De grootste reducties op het terrein van Verkeer en Waterstaat

Het aandeel regelingen van internationale herkomst in het domein Verkeer en Waterstaat is circa 50%. Wijzigen van in internationaal verband vastgestelde regelingen is van een andere orde dan het wijzigen van nationale regelingen. Met inachtneming van het hoge aandeel internationaal verankerde wet- en regelgeving én de reeds bereikte reducties in het verleden acht ik een reductie van administratieve lasten met 26% voor het ministerie van Verkeer en Waterstaat een meer dan evenredige bijdrage aan de rijksbrede doelstelling terzake in het Hoofdlijnenakkoord.

De grootste reducties op het terrein van Verkeer en Waterstaat de komende jaren worden bereikt in de domeinen Wegenverkeersrecht, Goederenvervoer over de weg en Zeevaart. Binnen het domein Wegenverkeersrecht gaat het bijvoorbeeld om vereenvoudigingen in de bij te houden administraties en te volgen procedures voor kentekenbewijzen van auto's. Erkende voertuigbedrijven hebben de mogelijkheid om de tenaamstelling van verkochte voertuigen in het eigen bedrijf te verzorgen, in plaats van op het postkantoor. Daarnaast wordt ten behoeve van erkende garagebedrijven verder gewerkt aan de mogelijkheden om het APK-keuringsbewijs te printen en verder te digitaliseren. Binnen het domein Goederenvervoer over de weg is de versobering en digitalisering van de vrachtbrief in de Wet Goederenvervoer de grootste post. Deze reductie zal voordelen opleveren voor de wegvervoerders en verladers.

Binnen het domein Zeevaart worden achterhaalde informatieverplichtingen betreffende schip en bemanning geschrapt, welke reductie ten goede komt aan de zeevaartbranche.

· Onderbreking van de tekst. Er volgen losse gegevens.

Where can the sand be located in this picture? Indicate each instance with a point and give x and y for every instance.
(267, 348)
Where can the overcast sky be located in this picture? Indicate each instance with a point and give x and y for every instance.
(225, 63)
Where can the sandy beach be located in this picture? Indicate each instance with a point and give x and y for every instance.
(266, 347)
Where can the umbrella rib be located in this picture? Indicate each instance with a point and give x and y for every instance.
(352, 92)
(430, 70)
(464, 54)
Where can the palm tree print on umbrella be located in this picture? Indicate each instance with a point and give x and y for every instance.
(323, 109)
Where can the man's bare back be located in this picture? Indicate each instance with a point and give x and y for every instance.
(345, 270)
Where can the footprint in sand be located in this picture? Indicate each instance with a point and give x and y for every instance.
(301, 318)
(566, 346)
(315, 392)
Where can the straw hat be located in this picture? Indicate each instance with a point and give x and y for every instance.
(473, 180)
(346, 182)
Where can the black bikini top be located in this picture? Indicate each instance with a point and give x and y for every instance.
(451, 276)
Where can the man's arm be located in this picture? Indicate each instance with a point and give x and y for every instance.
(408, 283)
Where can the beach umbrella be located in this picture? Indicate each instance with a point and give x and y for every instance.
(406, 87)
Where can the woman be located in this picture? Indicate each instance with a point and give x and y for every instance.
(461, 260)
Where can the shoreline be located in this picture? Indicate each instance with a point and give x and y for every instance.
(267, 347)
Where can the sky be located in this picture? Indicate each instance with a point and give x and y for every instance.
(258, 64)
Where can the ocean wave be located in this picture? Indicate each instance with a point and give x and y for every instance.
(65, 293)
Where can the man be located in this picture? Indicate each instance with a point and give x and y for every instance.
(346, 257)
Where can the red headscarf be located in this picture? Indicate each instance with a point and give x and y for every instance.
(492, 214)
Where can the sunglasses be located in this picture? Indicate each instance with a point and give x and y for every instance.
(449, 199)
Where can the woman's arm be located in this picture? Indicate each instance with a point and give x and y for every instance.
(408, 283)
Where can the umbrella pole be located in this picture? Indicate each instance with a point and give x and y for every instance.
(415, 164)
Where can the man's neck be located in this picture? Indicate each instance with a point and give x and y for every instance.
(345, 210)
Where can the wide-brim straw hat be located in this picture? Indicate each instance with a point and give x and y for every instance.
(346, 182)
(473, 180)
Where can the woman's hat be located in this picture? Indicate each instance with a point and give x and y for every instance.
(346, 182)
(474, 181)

Interdepartementale samenwerkingsprojecten

Nog niet meegerekend in de reductieopbrengst is de mogelijke vermindering van administratieve lasten door een zo genoemde clusterbenadering door samenwerkende ministeries. Een goed voorbeeld hiervan is de aanpak van het beleidsterrein gevaarlijke stoffen. Dit beleidsterrein is verdeeld over acht ministeries en kent een breed pallet aan regelgeving en coördinatie vanuit deze ministeries. Deze regelgeving kan verschillend, overlappend of zelfs als tegenstrijdig worden ervaren naar inhoud, rolopvatting van de overheid en risicobenadering. Daarnaast genereert de regelgeving rondom gevaarlijke stoffen substantiële administratieve lasten. Bezien vanuit de ondernemer maakt het ontbreken van één verantwoordelijke het moeilijk om een aanspreekpunt te vinden voor dergelijke problemen, met name in de handhaving.

In het kader van de Andere Overheid en de rijksbrede aanpak van het verminderen van de administratieve lasten is daarom een samenwerkingsverband van de ministeries gestart met een analyse van de problematiek en een voorstel voor de aanpak. Doel van het project is te komen tot een beleidsveld waar de verantwoordelijkheden tussen de verschillende overheidspartijen en tussen overheid en bedrijfsleven helder verdeeld zijn. Dit moet leiden tot efficiënt en effectief beleid op het gebied van gevaarlijke stoffen. Het is zeer waarschijnlijk dat daaruit ook administratieve lastenverlichting zal voortvloeien. In deze actie participeren de ministeries EZ, Defensie, VROM, SoZaWe, VWS, BZK, V&W en LNV. Het voorzitterschap van de stuurgroep ligt bij LNV, de ondersteunende projectgroep wordt door V&W getrokken.

Bredere aanpak

Het terugdringen van de administratieve lasten voor het bedrijfsleven maakt onderdeel uit van een bredere vernieuwingsbeweging die, ter uitvoering van het Hoofdlijnenakkoord en het Actieprogramma Andere Overheid, bij het ministerie van Verkeer en Waterstaat in gang is gezet. De in het Actieprogramma neergelegde visie op de overheid is leidraad voor de innovatie van de wet- en regelgeving van het ministerie van Verkeer en Waterstaat onder de noemer «Beter Geregeld!». In dit kader zal het gehele complex van regelgeving in 2004 en 2005 worden doorgelicht en van verbeteracties worden voorzien. Deze fundamentele doorlichting van de regelgeving kent vier sporen:

1. Het eerste spoor is de ontwikkeling van een set van uitgangspunten voor het ontwerpen en beoordelen van wet- en regelgeving.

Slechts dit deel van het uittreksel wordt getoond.